There was no increase in the signal when using slush tank or river water as samples. This may be due to the already high level of other, interfering, spores. This may also help to explain the high background level seen in the control. The protein present in the slush tank, which contained whey and other cheese production byproducts, can coat the surface of the modified beads and thus prohibit the interactions between the capture molecule and the target (32).

The capture of E. coli O157:H7 in flow with 3-mm-diameter glass beads containing a PEG spacer in two sample types was demonstrated (Fig. 4B). In both sample types, there was an increase in the signal with an increase in the number of cells, with a maximum signal generated at 10⁴ cells in meat extract and 10³ cells in PBST. These results are similar to what we observed with the capture of B. globigii, in that a true unknown sample may have to be tested at several dilutions to fit within the detection range of this test. There was a higher signal and background level observed in the meat extract sample. This phenomenon may be due to the interaction of the fat and proteins of the meat with the test components. Secondary and tertiary Ab are difficult to wash away completely, and thus nonspecific bindings of these antibodies contribute to the stronger signal generated.

The stability of the Ab beads and the influence of the spacer type were investigated with anti-B. globigii beads and PEG and dextran (Fig. 6.).
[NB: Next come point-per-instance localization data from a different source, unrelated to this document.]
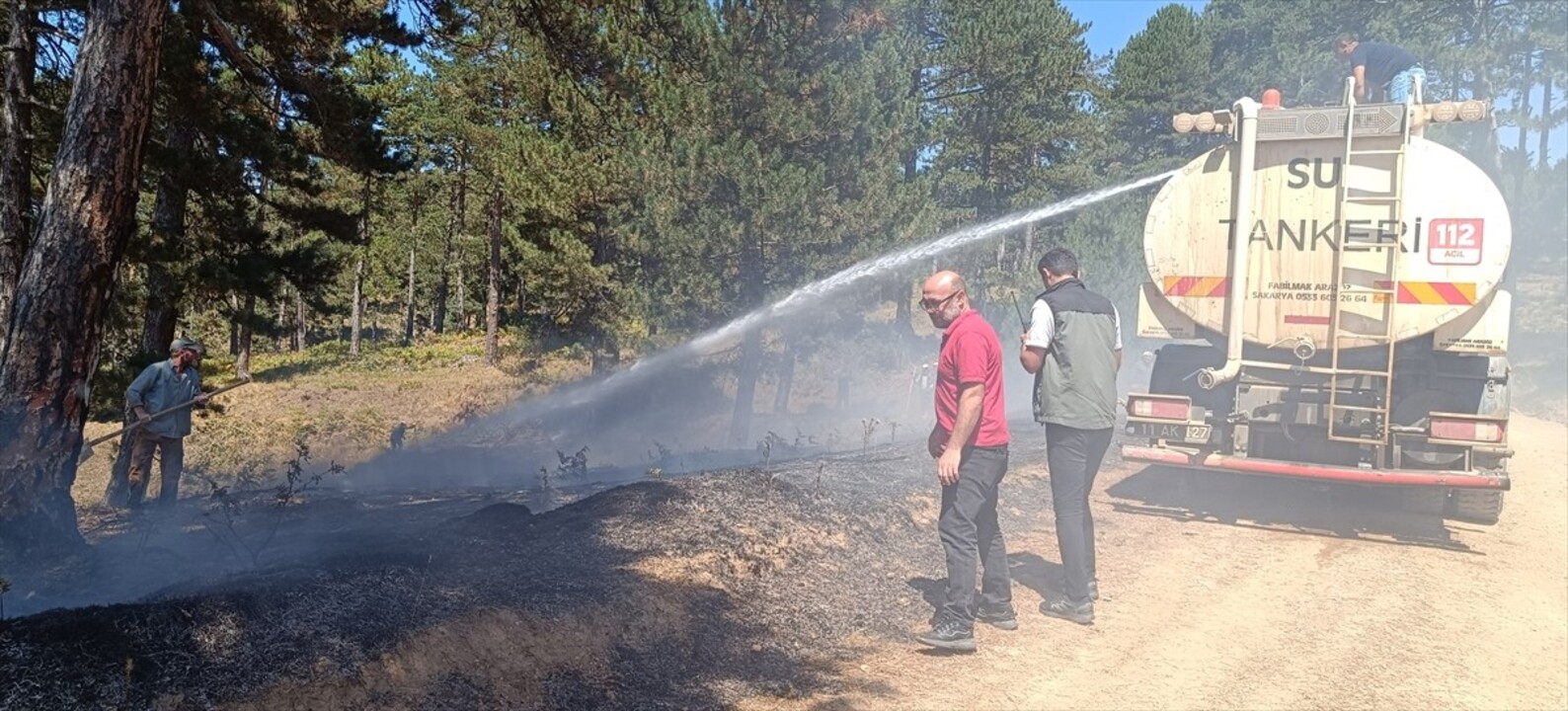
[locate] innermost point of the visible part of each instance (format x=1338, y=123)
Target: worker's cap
x=187, y=344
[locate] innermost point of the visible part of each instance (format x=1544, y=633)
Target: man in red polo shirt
x=970, y=444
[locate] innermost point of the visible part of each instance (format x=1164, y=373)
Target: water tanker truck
x=1328, y=281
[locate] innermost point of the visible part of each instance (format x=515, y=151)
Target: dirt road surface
x=1217, y=593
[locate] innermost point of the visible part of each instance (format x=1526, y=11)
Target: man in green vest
x=1072, y=348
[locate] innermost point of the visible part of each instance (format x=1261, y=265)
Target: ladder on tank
x=1360, y=421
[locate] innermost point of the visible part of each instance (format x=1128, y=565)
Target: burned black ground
x=688, y=592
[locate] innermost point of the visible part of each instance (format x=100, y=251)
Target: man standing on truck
x=1072, y=348
x=163, y=385
x=970, y=444
x=1384, y=66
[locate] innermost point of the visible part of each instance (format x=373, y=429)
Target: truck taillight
x=1159, y=407
x=1466, y=429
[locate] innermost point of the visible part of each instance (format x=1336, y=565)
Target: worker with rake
x=162, y=386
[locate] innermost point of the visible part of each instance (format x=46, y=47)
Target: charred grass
x=690, y=592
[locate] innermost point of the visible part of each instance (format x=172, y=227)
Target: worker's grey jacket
x=1076, y=385
x=160, y=388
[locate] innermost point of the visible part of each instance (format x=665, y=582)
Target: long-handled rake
x=87, y=447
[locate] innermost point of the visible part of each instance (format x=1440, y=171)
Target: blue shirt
x=160, y=388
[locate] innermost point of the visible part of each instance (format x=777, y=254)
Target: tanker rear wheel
x=1477, y=506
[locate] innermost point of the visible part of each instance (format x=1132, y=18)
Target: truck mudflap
x=1389, y=477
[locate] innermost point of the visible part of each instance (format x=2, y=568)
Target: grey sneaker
x=949, y=634
x=1082, y=614
x=997, y=617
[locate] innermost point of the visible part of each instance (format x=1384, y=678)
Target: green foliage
x=647, y=172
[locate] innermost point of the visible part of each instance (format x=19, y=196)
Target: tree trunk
x=751, y=290
x=68, y=279
x=746, y=386
x=16, y=154
x=786, y=382
x=1546, y=117
x=437, y=313
x=493, y=295
x=300, y=325
x=234, y=325
x=242, y=356
x=463, y=300
x=277, y=325
x=168, y=229
x=1523, y=122
x=408, y=321
x=357, y=321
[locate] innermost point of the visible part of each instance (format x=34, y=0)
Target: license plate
x=1170, y=431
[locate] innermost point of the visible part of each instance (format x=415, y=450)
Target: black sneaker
x=997, y=617
x=949, y=634
x=1082, y=614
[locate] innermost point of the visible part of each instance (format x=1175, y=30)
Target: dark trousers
x=171, y=458
x=971, y=534
x=1074, y=457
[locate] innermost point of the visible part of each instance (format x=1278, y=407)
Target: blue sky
x=1114, y=21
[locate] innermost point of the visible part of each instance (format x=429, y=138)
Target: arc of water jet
x=586, y=393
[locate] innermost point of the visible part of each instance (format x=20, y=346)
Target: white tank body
x=1450, y=223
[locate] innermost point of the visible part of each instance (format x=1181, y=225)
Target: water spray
x=803, y=297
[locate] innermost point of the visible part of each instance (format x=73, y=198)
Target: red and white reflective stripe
x=1394, y=477
x=1159, y=407
x=1468, y=431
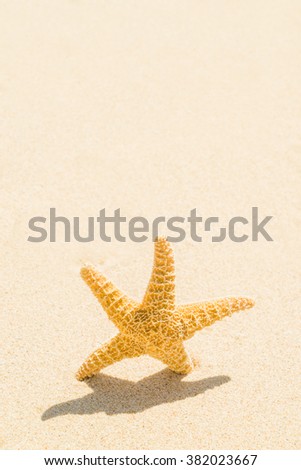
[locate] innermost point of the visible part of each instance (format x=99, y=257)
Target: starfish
x=156, y=326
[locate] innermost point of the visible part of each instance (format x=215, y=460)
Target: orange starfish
x=156, y=326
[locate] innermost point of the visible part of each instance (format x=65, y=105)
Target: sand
x=155, y=108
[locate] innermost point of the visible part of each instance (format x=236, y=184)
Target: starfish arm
x=175, y=357
x=118, y=306
x=199, y=315
x=160, y=293
x=118, y=348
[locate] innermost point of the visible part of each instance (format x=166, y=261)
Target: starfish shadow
x=117, y=396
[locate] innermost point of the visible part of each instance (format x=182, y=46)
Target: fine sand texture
x=156, y=108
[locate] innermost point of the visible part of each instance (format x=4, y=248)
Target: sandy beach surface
x=156, y=108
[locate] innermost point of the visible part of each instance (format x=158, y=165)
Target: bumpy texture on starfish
x=157, y=326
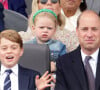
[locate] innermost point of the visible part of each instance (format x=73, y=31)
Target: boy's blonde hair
x=48, y=15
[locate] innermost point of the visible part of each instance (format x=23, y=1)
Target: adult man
x=94, y=5
x=12, y=75
x=71, y=72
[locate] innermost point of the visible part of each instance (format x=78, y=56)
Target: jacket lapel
x=78, y=69
x=97, y=81
x=23, y=79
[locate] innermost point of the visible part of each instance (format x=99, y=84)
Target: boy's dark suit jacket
x=27, y=78
x=71, y=74
x=1, y=17
x=18, y=6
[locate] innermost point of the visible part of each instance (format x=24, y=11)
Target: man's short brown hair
x=13, y=36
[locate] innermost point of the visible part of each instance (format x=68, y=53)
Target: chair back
x=14, y=20
x=36, y=57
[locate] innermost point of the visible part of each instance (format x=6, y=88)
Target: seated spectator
x=36, y=5
x=74, y=70
x=20, y=78
x=71, y=9
x=44, y=26
x=1, y=17
x=15, y=5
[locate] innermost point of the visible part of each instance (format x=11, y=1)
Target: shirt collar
x=94, y=55
x=14, y=69
x=48, y=42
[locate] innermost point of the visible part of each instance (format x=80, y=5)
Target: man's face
x=89, y=32
x=70, y=4
x=10, y=52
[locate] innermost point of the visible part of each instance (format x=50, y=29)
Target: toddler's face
x=44, y=29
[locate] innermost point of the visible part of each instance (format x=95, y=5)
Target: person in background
x=71, y=9
x=74, y=70
x=93, y=5
x=54, y=5
x=19, y=78
x=15, y=5
x=2, y=27
x=44, y=26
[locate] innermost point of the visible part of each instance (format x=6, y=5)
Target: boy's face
x=44, y=29
x=10, y=52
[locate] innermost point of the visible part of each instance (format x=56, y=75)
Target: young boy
x=20, y=78
x=44, y=26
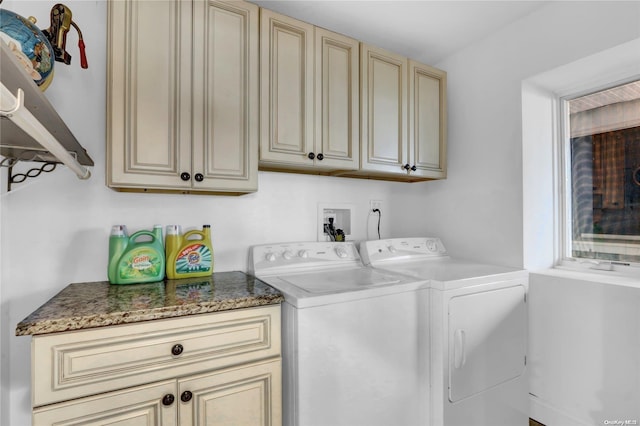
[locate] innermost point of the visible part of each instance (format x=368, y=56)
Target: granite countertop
x=96, y=304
The PEG beads consistently showed a higher signal and background level than the dextran beads, which is probably due to nonspecific interaction of the 2° and/or 3° Ab with the surface of the beads. Both bead types showed a decrease in activity beginning at day 1. This decrease continued to a plateau at 2 to 3 weeks, at which time the signal indicated that spore capture and detections were still possible under the conditions tested. Immobilized E. coli beads showed a similar decrease in activity from time zero to approximately 4 days (Fig. 7), independent of the blocker type and temperature of storage. The bead activity was then fairly constant from 4 to 8 days.
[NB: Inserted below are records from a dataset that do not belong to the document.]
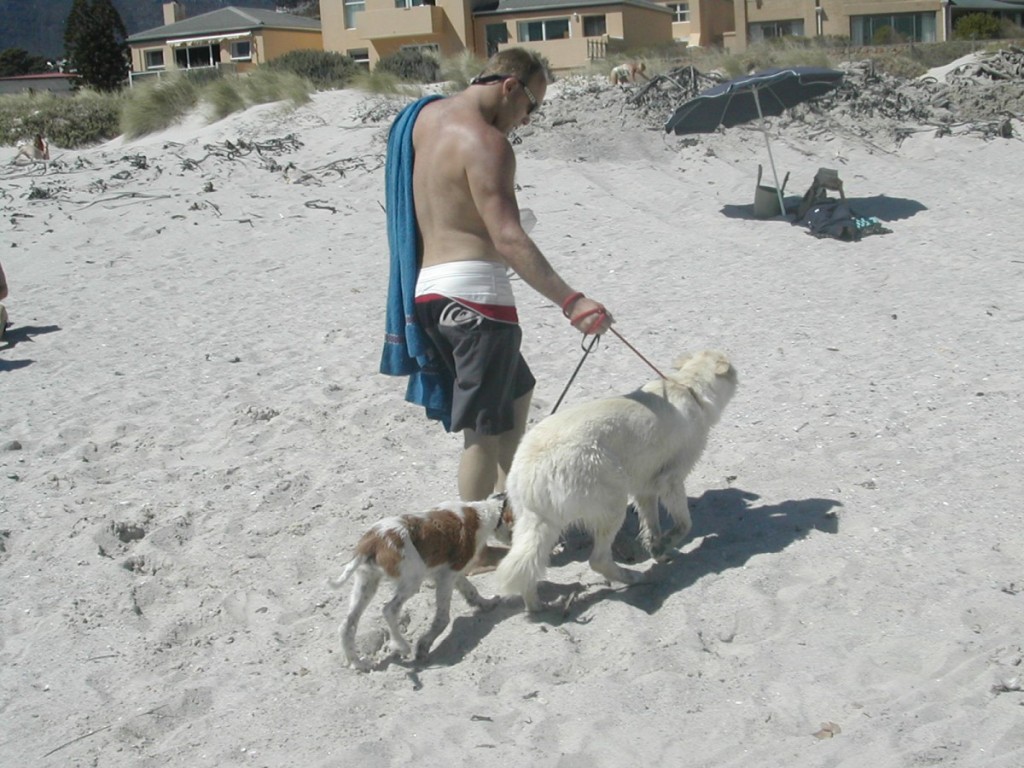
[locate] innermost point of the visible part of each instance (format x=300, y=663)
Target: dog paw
x=359, y=665
x=485, y=604
x=422, y=651
x=400, y=649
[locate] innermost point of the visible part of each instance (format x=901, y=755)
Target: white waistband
x=478, y=282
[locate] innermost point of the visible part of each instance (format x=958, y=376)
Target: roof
x=521, y=6
x=227, y=19
x=1017, y=5
x=42, y=76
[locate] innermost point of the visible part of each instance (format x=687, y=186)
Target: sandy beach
x=194, y=433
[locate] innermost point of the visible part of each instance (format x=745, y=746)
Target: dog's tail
x=346, y=572
x=523, y=566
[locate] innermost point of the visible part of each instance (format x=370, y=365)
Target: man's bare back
x=451, y=227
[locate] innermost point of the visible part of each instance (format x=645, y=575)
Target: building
x=568, y=34
x=861, y=22
x=233, y=38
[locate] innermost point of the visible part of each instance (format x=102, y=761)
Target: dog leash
x=634, y=349
x=587, y=350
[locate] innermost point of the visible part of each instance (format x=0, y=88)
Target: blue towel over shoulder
x=407, y=347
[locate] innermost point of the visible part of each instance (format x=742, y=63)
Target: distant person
x=3, y=310
x=455, y=229
x=628, y=72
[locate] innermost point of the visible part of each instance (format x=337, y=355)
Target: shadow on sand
x=16, y=335
x=881, y=207
x=730, y=531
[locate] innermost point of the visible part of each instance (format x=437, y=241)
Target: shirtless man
x=468, y=217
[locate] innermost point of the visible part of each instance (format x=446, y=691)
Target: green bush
x=263, y=86
x=324, y=69
x=85, y=118
x=412, y=65
x=977, y=27
x=459, y=70
x=159, y=104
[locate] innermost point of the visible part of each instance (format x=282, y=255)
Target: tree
x=94, y=41
x=15, y=61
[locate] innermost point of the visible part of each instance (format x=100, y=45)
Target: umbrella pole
x=771, y=160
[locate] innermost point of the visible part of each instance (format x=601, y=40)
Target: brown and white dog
x=440, y=543
x=37, y=151
x=584, y=464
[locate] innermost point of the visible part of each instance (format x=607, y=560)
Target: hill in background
x=38, y=27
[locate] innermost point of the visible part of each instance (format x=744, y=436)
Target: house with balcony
x=231, y=38
x=862, y=22
x=568, y=34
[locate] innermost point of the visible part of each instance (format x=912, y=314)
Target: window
x=892, y=28
x=351, y=8
x=497, y=34
x=594, y=27
x=768, y=30
x=197, y=56
x=433, y=48
x=155, y=59
x=680, y=11
x=242, y=50
x=550, y=29
x=359, y=55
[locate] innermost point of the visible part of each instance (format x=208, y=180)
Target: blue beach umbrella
x=770, y=92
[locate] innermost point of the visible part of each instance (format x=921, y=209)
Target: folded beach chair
x=766, y=199
x=824, y=180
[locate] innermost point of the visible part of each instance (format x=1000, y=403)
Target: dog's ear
x=681, y=360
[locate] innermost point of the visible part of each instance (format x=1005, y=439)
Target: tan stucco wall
x=645, y=27
x=278, y=42
x=266, y=45
x=630, y=25
x=836, y=17
x=448, y=26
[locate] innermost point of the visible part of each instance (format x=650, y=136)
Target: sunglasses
x=488, y=79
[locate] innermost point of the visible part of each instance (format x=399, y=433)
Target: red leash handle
x=601, y=312
x=572, y=299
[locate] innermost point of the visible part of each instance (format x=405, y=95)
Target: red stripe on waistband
x=500, y=312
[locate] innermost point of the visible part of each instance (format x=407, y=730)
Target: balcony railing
x=396, y=23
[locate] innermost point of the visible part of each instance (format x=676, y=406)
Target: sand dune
x=194, y=433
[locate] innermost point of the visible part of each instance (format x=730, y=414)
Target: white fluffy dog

We then investigated the use of several blocking agents that can be used to reduce nonspecific adsorption of 2° and 3° Ab and maintain activity of the immobilized Ab beads (Fig. 7). We found that the stability of the beads was independent of the blocker type and temperature of storage. Guire (16) investigated the use of several blocking agents to reduce nonspecific binding. He blocked mono- and polyclonal Ab bound to 96-well plates with various blocking agents, dried the plates, and tested for activity over 18 months. Three blocking agents, Stabilguard, Stabilcoat, and Superblock, together with two controls, BSA and PBS, were used. All three blocking agents maintained 70 to 80% activity after 3 months, whereas PBS- and BSA-stored plates only maintained about 10% activity. In our lab the beads were stored in a BSA blocking liquid, and we observed an average 70% loss of activity after 4 days.

Conclusion. Various surfaces can successfully be modified with antibodies to capture small proteins, spores, and bacterial cells. This capture mechanism can easily be adapted for the capture of other targets, such as small toxins and other food-borne bacteria.